Monday, Jan. 02, 1984

Too Much

Cementing a deal

The episode smacked of suspense fiction: forgery, smuggling, government agents, state-of-the-art electronics, a Moscow address. But it also had an all-American punch line.

Last January, Teledyne Geotech Inc. got an order for one of its $114,000 seismometers, which are used to measure the force of nuclear blasts. Officials made a routine check of the number on the export license submitted by the would-be buyer, a Colorado company that wanted to ship the device to West Germany. U.S. Customs in Washington confirmed that the document was a fake. Agents began watching the officers of the Denver concern, Norman Cormerford and Bruce Adamski, who had ordered a $54,000 krypton laser from another manufacturer. That device, used to etch computer microchips, was also bound for West Germany.

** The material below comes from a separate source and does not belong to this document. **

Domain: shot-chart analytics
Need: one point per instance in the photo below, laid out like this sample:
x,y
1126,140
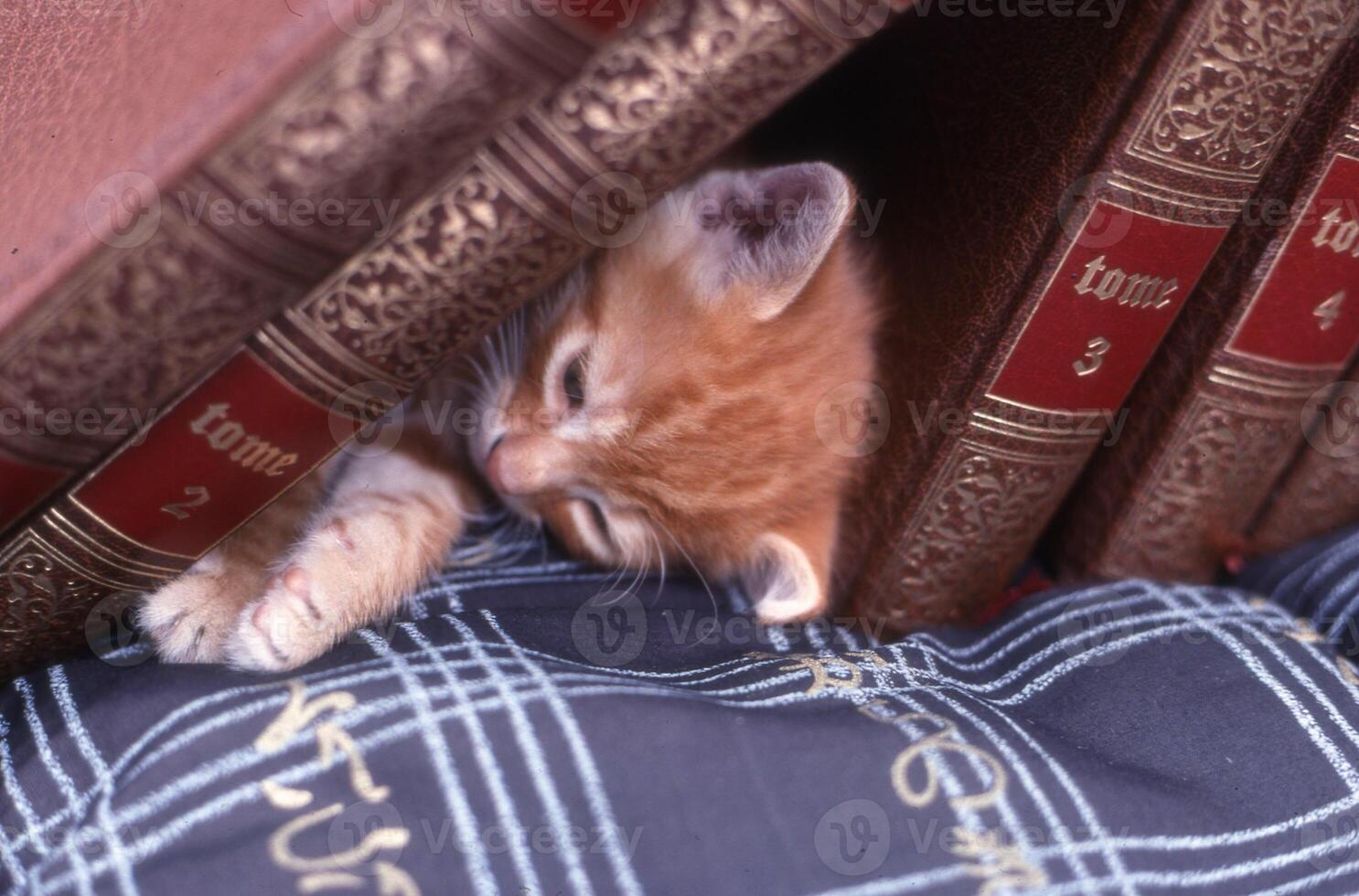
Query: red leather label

Customs agents suspected the real buyer: the Soviets. Aided by West German customs officials, they found a manifest for the laser with a most incriminating address: a physics lab in Moscow. Cormerford and Adamski, charged last week, each face up to seven years in prison. Prankish federal agents decided to send along the Soviet-bound parcels--sort of. They filled the crates with 700 Ibs. of concrete and, inside one, tucked a two-word note, in plainest English: "F-- you!"